A scatter plot is a graph of plotted points that shows a relationship between two sets of quantitative data (referred to as bivariate data). Scatter plots are composed of "dots" (points) on a set of coordinate axes. Do NOT connect the dots!

Statisticians and quality control technicians spend a good deal of time gathering sets of data to determine if relationships exist between the sets. Scatter plots are a popular and effective way of graphing data to display patterns, trends, relationships and an occasional extraordinary value located apart from the other values. Let's see an example.

 Does studying for that Final Exam really help your score? Does one event really affect the other?

The data in the table at the right shows the data for fifteen students as to their Final Exam scores and the number of hours they spent studying for that exam.

The scatter plot below displays this data. The plot appears to show that the longer students studied, the higher their examination scores.

According to this survey of 15 students studying for the same examination, it appears that the answer to our initial question is "yes", studying does affect your score. At least, the answer is "yes", for this particular group of students.

 Student Hours Studying Final Exam Score 1 1 50 2 2 70 3 2 68 4 3 60 5 4 55 6 4 75 7 5 90 8 6 70 9 6 80 10 7 75 11 7 80 12 7 90 13 8 85 14 8 98 15 9 95
NOTE: A scatter plot is not necessarily a function. It is often the case where the same x-value may have more than one corresponding y-value, such as (6,70) and (6,80).

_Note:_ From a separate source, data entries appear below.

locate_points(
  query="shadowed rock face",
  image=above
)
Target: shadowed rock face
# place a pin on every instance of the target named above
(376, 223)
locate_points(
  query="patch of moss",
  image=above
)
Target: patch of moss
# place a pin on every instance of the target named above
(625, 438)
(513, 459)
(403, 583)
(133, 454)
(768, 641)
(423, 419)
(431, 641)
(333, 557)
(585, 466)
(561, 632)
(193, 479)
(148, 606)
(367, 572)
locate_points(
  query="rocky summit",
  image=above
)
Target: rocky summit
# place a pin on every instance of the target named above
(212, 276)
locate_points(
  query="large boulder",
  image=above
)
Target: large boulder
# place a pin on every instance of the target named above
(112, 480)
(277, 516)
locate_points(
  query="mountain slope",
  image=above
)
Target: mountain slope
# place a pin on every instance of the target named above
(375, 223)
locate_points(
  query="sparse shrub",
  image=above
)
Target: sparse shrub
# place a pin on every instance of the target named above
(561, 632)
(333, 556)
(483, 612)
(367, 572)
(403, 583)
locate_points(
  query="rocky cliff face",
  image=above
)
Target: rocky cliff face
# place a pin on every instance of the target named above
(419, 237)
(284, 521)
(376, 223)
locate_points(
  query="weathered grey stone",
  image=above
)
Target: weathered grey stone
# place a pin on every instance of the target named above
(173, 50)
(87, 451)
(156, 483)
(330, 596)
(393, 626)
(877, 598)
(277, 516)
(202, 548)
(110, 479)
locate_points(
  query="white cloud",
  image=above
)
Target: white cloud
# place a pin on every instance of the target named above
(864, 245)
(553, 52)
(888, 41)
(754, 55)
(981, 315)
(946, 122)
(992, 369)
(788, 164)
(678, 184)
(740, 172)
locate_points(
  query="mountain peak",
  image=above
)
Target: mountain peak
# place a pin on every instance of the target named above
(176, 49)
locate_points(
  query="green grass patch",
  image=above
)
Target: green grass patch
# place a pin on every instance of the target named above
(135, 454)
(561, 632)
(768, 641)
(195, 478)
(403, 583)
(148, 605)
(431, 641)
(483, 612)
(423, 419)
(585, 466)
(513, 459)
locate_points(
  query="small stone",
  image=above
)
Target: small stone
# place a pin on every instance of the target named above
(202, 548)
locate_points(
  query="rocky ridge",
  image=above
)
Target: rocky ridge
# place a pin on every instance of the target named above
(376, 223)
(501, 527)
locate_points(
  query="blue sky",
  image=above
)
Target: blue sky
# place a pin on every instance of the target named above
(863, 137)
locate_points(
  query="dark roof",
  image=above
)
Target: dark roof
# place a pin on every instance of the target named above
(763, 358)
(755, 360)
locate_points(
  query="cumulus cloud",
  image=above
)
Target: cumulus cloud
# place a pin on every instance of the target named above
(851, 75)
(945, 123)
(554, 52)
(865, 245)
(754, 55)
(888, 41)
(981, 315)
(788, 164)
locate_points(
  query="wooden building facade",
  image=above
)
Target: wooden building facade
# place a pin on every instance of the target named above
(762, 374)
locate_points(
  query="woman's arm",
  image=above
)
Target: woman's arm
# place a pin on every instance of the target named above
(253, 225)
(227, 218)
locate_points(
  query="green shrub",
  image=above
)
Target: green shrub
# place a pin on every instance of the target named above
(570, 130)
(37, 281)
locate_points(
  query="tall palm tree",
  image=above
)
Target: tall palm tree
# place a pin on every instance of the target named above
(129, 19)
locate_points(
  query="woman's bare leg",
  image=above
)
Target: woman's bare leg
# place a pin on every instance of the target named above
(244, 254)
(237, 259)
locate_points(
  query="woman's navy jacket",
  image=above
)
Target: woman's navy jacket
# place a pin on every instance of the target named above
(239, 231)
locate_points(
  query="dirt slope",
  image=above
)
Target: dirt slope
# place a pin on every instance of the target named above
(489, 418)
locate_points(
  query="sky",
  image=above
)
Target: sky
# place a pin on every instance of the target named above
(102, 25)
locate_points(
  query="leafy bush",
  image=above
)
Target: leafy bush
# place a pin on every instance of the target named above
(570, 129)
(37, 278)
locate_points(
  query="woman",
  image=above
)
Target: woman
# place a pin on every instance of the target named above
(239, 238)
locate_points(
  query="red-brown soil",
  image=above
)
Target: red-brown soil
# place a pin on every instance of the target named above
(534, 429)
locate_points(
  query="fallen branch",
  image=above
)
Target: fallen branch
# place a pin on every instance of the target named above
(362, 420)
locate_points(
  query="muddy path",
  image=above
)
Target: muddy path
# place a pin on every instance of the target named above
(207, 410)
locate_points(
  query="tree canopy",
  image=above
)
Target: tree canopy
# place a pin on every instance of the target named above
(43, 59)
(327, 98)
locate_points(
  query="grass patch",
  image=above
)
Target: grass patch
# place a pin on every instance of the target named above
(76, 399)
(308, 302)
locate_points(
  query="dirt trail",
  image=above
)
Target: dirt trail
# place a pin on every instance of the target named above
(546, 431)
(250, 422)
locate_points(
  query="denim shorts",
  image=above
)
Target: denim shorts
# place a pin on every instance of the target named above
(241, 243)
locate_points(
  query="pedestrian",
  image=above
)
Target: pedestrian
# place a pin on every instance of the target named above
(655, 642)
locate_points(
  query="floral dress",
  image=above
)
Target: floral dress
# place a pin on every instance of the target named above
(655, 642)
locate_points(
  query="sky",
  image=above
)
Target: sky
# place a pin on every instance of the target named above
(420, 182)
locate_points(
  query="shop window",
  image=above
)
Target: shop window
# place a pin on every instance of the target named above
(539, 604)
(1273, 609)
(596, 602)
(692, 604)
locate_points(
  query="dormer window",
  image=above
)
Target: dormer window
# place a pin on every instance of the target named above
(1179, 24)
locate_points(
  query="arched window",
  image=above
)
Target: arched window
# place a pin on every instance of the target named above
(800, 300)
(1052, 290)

Notice how the data in the graph could resemble a straight line rising from left to right. When working with scatter plots, if is often useful to represent the data with the equation of a straight line, called a "line of best fit", or a "trend" line. Such a line may pass through some of the points, none of the points, or all of the points on the scatter plot.

To see how to prepare a line of best fit by hand and a line of best fit with a graphing calculator, click the link below.

 What is the line of best fit for our "studying affects scoring" problem?

When finding the line of best fit "by hand", different students may arrive at different answers. So who's answer is the best? You will need a graphing calculator to get the "best" answer.

The graphing calculator computed the line of best fit shown at the right. The equation is:

y = 4.609662577x + 51.78911043

Based upon this equation, we can predict scores given any number of hours spent studying.

Interpolate:
If you are making predictions for values that fall within the plotted values, you are said to be interpolating. For this problem, our plotted values range from x = 1 to x = 9.

Example: Predict the final examination score of a student studying for 5½ hours.
(Substitute the number of hours into the equation for x.)

Score: approximately 77

Extrapolate: If you are making predictions for values that fall outside the plotted values, you are said to be extrapolating. Be careful when extrapolating.  The further away from the plotted values you go, the less reliable is your prediction. For this problem, outside of the plotted values would be x greater than 9 or x less than 1.

Example: Predict the final examination score of a student studying for 12 hours.
(Substitute the number of hours into the equation for x.)

Score: approximately 107

WOW!!! Great score!!
But is it realistic? It is very likely that the top score is 100.
So, in addition to yielding less reliable predictions, extrapolating
may also give completely unrealistic predictions.